There was one bothersome aspect of Montgomery’s that I initially blamed on ‘teething’ and I hoped he would outgrow it but instead it was getting worse. Monte likes to chew and eat things that are not food. He has chewed through just one power adapter cord but there are many other things he has chewed or eaten. Whenever I find items that have been chewed or cat barf with foreign objects in it I try to kitten proof more but he just moves on to chewing something else.
This is the part of the post I didn’t originally plan to write.
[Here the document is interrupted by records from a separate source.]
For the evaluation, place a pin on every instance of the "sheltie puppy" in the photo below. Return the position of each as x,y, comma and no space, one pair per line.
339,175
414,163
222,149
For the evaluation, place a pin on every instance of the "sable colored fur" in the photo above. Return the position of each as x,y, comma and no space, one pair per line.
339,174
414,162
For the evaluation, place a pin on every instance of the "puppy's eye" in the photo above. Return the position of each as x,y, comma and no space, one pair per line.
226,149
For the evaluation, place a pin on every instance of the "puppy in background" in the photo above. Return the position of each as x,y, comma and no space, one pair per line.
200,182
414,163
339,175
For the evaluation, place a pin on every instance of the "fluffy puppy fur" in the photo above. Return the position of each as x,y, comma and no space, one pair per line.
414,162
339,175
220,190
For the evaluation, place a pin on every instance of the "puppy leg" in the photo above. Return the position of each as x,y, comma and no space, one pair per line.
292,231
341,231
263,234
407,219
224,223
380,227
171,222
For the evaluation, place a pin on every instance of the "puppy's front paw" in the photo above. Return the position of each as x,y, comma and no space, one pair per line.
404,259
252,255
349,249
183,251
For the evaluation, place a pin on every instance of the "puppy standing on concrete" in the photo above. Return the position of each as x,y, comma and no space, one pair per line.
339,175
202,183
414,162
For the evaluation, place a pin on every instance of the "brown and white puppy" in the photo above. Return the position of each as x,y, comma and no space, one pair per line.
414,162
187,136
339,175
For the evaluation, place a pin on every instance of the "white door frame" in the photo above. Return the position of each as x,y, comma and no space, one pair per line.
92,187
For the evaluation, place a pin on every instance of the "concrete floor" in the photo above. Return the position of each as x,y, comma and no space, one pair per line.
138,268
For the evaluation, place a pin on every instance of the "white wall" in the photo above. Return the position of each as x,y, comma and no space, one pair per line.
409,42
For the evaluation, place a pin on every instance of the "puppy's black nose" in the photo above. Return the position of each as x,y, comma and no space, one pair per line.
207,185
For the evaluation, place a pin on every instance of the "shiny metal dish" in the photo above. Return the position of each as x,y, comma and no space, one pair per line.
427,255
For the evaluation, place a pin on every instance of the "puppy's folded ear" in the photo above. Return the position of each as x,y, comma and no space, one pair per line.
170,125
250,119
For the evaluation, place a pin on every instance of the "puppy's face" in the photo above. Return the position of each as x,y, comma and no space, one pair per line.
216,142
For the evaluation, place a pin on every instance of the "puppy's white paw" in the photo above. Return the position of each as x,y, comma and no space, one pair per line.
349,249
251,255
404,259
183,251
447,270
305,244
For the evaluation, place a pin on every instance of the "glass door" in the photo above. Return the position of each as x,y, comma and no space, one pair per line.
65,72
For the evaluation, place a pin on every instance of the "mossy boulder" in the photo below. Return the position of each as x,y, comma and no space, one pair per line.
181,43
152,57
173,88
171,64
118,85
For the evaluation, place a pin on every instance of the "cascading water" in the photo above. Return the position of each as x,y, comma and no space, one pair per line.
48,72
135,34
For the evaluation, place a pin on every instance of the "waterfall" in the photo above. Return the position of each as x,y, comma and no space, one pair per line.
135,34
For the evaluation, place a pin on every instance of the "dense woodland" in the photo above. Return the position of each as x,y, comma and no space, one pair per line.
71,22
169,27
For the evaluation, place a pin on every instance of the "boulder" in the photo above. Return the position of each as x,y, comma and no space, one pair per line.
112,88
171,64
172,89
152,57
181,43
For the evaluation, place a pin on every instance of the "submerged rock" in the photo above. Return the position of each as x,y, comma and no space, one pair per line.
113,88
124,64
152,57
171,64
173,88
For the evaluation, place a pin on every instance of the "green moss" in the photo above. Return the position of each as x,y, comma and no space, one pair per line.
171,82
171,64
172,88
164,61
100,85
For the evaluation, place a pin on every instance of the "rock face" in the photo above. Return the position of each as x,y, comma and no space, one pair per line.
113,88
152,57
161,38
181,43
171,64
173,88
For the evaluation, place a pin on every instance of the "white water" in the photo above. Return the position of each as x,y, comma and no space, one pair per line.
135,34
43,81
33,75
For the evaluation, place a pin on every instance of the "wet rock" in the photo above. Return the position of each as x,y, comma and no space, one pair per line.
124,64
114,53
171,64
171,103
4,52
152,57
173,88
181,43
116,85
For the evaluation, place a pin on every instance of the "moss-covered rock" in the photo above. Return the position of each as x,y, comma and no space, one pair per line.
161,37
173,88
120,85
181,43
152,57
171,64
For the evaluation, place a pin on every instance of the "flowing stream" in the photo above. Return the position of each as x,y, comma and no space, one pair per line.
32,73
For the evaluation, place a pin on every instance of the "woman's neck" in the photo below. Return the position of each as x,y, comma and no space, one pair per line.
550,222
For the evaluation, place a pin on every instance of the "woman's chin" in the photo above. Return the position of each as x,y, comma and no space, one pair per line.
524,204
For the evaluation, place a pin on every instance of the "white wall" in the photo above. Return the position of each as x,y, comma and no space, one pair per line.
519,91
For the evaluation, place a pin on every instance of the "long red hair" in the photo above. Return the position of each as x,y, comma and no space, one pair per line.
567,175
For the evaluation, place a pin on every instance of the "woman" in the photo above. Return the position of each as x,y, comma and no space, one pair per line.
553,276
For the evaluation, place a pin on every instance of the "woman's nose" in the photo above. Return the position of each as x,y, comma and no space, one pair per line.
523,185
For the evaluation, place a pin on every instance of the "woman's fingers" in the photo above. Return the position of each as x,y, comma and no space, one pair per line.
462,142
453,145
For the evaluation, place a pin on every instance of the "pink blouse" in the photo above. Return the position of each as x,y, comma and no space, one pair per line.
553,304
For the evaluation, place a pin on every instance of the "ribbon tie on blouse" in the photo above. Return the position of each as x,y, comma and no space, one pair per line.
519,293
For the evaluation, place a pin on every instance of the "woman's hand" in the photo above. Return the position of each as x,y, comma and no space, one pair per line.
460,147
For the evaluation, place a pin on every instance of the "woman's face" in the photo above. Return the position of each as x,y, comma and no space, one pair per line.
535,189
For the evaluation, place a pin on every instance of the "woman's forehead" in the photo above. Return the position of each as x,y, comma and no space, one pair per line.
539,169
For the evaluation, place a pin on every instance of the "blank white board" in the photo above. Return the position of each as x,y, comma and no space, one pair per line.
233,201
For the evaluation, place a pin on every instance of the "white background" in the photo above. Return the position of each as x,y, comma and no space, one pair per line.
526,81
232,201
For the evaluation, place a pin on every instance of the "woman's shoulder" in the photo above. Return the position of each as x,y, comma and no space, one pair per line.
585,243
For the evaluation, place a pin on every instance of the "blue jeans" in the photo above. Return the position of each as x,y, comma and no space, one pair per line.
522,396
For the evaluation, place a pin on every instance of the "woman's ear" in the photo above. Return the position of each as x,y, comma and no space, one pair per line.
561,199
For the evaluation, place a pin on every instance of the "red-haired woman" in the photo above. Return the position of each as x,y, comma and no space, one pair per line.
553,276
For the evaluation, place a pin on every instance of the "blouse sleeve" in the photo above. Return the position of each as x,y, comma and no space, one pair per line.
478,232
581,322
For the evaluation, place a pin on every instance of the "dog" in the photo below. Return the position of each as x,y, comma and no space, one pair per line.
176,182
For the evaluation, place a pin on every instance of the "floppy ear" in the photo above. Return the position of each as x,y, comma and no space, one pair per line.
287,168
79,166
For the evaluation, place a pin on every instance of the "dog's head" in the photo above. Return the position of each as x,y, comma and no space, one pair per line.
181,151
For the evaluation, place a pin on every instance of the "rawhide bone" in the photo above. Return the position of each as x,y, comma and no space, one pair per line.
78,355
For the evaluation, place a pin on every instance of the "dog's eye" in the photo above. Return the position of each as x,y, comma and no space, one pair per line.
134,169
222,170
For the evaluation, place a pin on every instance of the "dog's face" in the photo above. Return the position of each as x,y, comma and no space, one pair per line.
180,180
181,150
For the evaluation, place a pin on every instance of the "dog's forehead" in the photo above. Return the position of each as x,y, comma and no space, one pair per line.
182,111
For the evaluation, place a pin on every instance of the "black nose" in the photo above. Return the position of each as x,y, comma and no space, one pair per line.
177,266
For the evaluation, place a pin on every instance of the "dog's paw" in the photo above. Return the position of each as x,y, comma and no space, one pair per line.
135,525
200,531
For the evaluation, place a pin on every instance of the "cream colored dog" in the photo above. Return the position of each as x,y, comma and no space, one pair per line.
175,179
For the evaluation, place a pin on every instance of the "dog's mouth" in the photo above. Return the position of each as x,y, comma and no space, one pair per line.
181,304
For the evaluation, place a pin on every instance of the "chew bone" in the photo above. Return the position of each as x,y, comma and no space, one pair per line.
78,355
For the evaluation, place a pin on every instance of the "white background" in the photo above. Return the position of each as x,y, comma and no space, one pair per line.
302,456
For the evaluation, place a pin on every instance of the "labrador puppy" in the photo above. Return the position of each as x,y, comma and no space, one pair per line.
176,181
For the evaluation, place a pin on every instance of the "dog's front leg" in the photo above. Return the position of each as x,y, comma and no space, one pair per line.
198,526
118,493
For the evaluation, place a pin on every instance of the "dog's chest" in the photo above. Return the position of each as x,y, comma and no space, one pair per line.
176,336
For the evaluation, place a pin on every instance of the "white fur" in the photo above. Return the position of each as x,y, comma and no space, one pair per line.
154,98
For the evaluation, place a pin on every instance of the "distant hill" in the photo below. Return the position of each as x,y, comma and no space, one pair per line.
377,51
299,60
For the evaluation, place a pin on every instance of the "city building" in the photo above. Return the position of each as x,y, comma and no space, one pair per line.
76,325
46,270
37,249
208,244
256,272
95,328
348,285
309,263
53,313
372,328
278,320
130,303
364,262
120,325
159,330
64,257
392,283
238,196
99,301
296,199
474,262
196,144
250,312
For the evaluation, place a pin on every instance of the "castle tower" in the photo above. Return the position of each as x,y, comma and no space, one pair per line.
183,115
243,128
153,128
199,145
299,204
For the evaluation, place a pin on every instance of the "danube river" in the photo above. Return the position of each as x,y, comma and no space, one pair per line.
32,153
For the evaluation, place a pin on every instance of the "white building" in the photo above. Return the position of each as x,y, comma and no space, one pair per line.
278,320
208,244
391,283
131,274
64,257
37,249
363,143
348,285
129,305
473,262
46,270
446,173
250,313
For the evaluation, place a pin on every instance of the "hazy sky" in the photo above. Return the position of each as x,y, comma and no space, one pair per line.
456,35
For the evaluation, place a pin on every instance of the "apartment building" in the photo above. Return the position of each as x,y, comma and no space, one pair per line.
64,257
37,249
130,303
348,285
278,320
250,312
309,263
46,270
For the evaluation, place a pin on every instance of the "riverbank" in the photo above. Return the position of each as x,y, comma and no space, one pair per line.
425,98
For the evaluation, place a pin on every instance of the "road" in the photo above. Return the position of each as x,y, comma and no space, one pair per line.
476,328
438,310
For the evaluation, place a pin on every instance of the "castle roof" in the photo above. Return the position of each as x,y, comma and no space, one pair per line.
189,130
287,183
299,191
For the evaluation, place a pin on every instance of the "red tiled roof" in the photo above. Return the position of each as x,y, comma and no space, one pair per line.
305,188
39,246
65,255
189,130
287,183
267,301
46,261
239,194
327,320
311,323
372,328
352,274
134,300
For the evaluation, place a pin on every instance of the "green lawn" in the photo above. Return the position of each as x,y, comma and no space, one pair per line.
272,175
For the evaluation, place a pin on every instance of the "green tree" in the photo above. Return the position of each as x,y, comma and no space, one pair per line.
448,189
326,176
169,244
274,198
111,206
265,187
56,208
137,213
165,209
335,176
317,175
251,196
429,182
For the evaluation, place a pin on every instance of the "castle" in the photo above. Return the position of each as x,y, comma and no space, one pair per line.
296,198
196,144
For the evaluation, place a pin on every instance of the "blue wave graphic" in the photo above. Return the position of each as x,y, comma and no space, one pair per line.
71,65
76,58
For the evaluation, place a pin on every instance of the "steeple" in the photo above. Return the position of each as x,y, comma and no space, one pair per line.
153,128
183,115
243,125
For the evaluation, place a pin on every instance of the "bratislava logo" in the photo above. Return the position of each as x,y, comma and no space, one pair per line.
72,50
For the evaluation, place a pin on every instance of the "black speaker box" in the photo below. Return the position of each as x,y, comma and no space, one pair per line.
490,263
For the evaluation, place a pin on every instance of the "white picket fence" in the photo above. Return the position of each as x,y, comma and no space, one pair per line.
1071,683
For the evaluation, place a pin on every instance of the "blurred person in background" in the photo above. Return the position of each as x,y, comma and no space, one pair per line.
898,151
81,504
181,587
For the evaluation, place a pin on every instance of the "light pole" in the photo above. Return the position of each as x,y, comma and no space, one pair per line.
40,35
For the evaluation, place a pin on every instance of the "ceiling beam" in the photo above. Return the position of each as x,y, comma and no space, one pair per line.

In early December Monte stopped eating. He still begged a little when the other cats did but he walked away from any food he was given. He stopped playing, he stopped purring when we petted him, he didn’t like to be picked up or carried and he wouldn’t even drink water. We were worried he had an intestinal blockage so we took him to the vet.
After a hospital stay, IV fluids, pain meds, antibiotics, several x-rays, and some prescription food he seems to be back to normal now. Thankfully he didn’t need surgery. Monkey hated him for a few days after he returned but she has gotten over it and they play together again. Monte still eats things he shouldn’t *sigh*. The vet bill cost me more than if I had closed the daycare for two weeks and taken a vacation.
I’d rather have a cat than a vacation – even if he is a brat. Make better decisions Montgomery.